Рина ЗеленаяРАЗРОЗНЕННЫЕ СТРОКИ

В моей книге «Разрозненные страницы» я упоминаю имя Николая Робертовича Эрдмана. Эти краткие упоминания никак не соответствуют той безмерной любви и уважению, которые я всегда испытывала к этому человеку. И те несколько слов, которые я скажу сейчас, конечно, ни в коей мере не претендуют на то, чтобы воздать должное памяти Николая Робертовича. Это будут лишь отдельные штрихи из моих воспоминаний о нем.
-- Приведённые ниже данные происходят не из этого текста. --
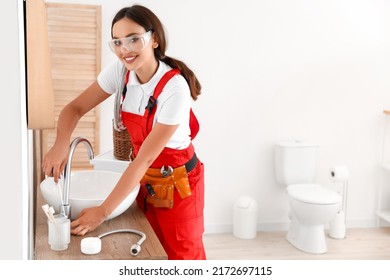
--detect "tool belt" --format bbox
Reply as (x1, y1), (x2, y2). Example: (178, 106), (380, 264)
(141, 154), (198, 208)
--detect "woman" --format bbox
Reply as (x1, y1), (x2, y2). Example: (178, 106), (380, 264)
(43, 5), (206, 259)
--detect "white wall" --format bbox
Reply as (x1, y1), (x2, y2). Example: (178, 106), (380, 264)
(46, 0), (390, 232)
(0, 1), (27, 260)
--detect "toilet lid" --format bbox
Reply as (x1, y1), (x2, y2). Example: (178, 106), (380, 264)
(287, 184), (341, 204)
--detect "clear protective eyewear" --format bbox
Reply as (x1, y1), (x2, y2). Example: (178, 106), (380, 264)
(108, 30), (152, 53)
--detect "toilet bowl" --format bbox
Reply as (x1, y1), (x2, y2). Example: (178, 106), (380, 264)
(287, 184), (342, 254)
(275, 141), (342, 254)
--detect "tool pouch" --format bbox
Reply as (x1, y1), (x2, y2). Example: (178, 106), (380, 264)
(171, 166), (191, 199)
(143, 174), (175, 208)
(141, 166), (191, 208)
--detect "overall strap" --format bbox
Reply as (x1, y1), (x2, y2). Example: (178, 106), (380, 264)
(122, 70), (130, 101)
(144, 68), (180, 137)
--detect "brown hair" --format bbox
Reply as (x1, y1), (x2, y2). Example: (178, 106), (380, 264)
(111, 5), (202, 100)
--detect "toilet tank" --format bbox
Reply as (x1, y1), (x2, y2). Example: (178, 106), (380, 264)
(275, 141), (319, 186)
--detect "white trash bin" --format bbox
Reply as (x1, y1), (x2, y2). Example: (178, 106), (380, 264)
(233, 196), (257, 239)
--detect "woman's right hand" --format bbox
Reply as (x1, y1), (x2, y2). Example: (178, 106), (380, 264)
(42, 143), (69, 183)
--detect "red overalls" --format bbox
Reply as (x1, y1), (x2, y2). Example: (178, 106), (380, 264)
(122, 69), (206, 260)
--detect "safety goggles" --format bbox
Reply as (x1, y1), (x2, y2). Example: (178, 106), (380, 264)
(108, 30), (152, 53)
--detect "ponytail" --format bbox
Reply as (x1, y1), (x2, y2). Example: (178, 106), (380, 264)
(155, 52), (202, 100)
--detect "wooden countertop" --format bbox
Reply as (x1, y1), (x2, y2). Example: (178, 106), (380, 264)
(35, 190), (167, 260)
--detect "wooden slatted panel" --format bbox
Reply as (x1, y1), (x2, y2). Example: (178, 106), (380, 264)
(42, 3), (101, 170)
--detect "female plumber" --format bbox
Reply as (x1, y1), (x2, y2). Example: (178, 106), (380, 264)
(42, 5), (206, 260)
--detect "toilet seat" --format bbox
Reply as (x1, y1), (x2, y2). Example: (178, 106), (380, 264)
(287, 184), (341, 205)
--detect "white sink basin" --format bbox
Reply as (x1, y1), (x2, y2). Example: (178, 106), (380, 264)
(40, 170), (140, 220)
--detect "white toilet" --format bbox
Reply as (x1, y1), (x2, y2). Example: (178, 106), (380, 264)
(275, 141), (342, 254)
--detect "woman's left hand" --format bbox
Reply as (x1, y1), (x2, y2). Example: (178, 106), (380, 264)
(70, 206), (106, 235)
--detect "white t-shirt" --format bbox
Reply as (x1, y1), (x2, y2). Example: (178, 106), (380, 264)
(97, 60), (192, 150)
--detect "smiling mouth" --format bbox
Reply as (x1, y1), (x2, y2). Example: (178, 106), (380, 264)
(123, 56), (136, 62)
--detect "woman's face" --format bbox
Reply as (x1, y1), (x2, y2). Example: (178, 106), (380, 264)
(110, 18), (157, 72)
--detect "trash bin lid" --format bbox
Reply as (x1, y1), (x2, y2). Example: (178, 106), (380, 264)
(236, 196), (255, 209)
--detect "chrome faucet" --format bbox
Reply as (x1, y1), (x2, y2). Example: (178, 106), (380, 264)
(60, 137), (94, 218)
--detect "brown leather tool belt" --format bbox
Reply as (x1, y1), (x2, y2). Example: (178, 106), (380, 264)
(141, 154), (198, 208)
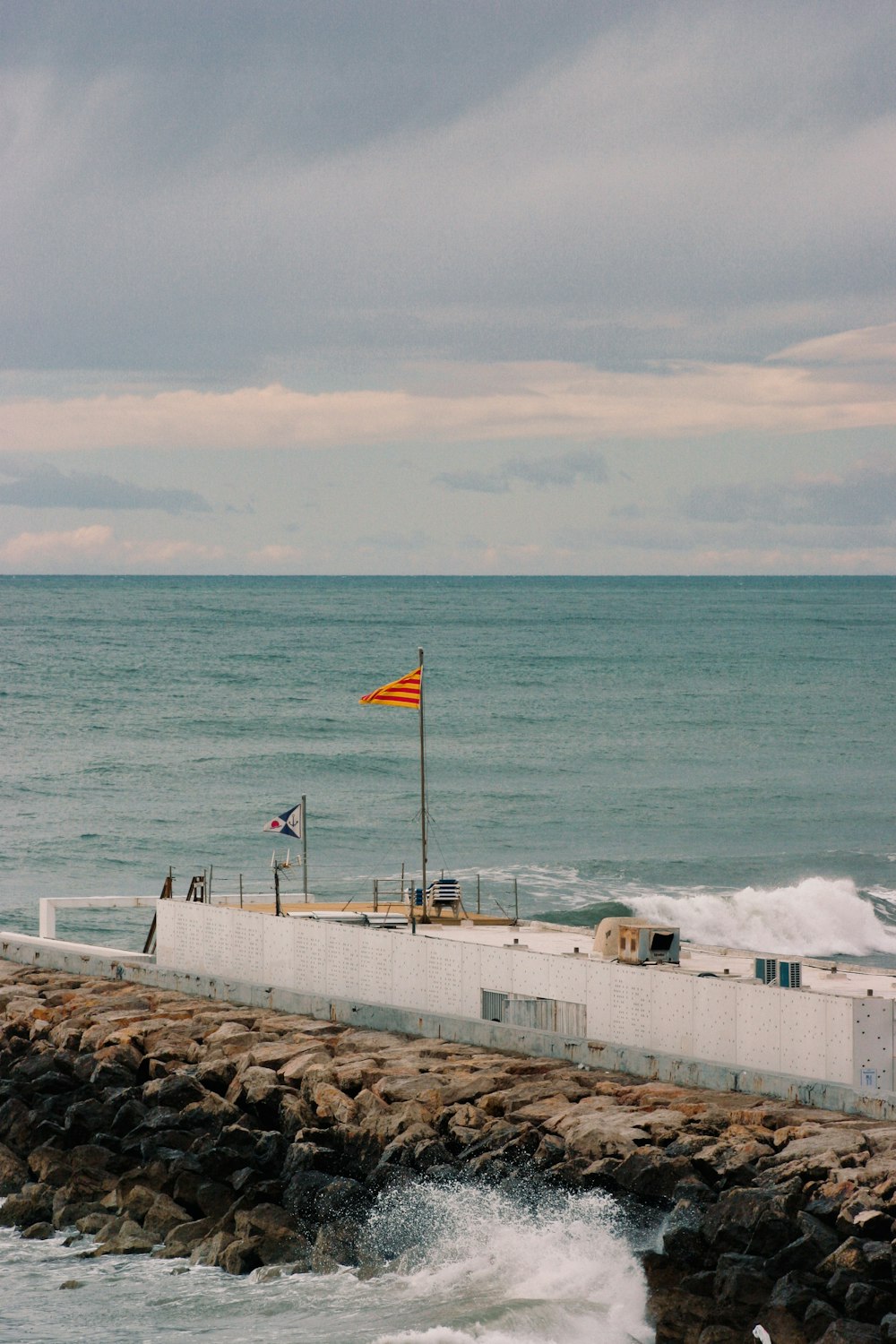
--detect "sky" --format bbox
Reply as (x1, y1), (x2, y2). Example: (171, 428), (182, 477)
(0, 0), (896, 574)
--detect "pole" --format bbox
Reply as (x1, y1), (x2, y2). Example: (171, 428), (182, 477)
(418, 650), (430, 924)
(302, 795), (307, 905)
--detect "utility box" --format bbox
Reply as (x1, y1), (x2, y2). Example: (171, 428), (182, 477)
(756, 957), (804, 989)
(591, 918), (681, 967)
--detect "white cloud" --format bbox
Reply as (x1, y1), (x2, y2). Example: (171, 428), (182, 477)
(771, 323), (896, 367)
(0, 523), (226, 574)
(0, 321), (896, 453)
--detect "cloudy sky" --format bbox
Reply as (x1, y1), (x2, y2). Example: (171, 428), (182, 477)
(0, 0), (896, 574)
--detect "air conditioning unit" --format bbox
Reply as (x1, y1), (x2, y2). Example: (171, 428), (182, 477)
(756, 957), (804, 989)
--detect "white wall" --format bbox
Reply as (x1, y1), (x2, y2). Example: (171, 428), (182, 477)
(157, 900), (893, 1093)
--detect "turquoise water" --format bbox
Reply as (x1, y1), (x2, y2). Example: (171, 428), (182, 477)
(0, 578), (896, 957)
(0, 578), (896, 1344)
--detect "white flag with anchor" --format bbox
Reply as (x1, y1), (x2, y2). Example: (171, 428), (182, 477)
(264, 803), (302, 840)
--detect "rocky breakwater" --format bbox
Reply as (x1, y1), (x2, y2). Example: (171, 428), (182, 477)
(0, 962), (896, 1344)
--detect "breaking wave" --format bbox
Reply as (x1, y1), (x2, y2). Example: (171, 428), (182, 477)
(629, 878), (896, 957)
(372, 1185), (653, 1344)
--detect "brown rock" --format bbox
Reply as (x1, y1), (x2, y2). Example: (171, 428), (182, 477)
(277, 1046), (331, 1086)
(226, 1066), (280, 1109)
(154, 1218), (218, 1260)
(0, 1144), (28, 1195)
(87, 1218), (156, 1258)
(143, 1195), (189, 1242)
(218, 1236), (261, 1274)
(314, 1083), (358, 1125)
(189, 1230), (237, 1265)
(0, 1182), (52, 1228)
Вы, должно быть, никогда не слыхали песню «Шумит ночной Марсель». Современному читателю ничего не говорят эти слова. А в свое время песня эта пользовалась необычайной популярностью. Популярность ее можно сравнить разве что с известностью лучших песен В. Высоцкого.

Слова этой песни написал специально для меня двадцатилетний Коля Эрдман.

Я пела эту песню в одном из ночных представлений в модном тогда кабачке «Нерыдай». Это была постановочка в апашеском стиле. Тогда — а это были времена нэпа — к нам отовсюду приходила «не наша» мода…

Я пела, а все, про что я пела, показывалось на сцене.{237}

Друг Н. Эрдмана, поэт-имажинист В. Шершеневич, написал первую рецензию на мое выступление. Возможно, там были какие-то слова, относящиеся к сочинению Эрдмана. Но у меня не сохранилось этой рецензии. Так как я в то время ужасно много о себе воображала, то я сделала вид, что мне это неинтересно, и не читала рецензии.

В то время я часто встречала Эрдмана с Юрием Милютиным, композитором, сочинившим музыку к этой песне. Они были большими друзьями и везде появлялись втроем — Эрдман, Милютин и его жена.

…У меня была такая странная страсть: выяснять у поэтов, какие первые стихи ими написаны. Таким образом у меня составилась своеобразная коллекция первых стихов моих друзей-поэтов.

Конечно, я обратилась с этим вопросом и к Эрдману. Он вспомнил, что первые стихи написал во время болезни еще в догимназическом возрасте. Хотя ему было уже лет 7 или 8, он был, можно сказать, уже громадный мужчина. Я до сих пор помню эти стихи:

«Измучена больная грудь,

И слезы сердце мне сжимают.

К веселью всем доступный путь

Бесплодно от меня скрывают.

Я жить хочу и веселиться,

Хотя б надеяться и ждать,

Но не как счас болеть, томиться

И горько плакать и рыдать».

…Я знала, что Эрдман дружил с беспризорниками. Они его считали своим человеком. Жизнь они проводили на колесах, мотаясь туда-сюда из одного города в другой, а потом рассказывали Эрдману о своих приключениях.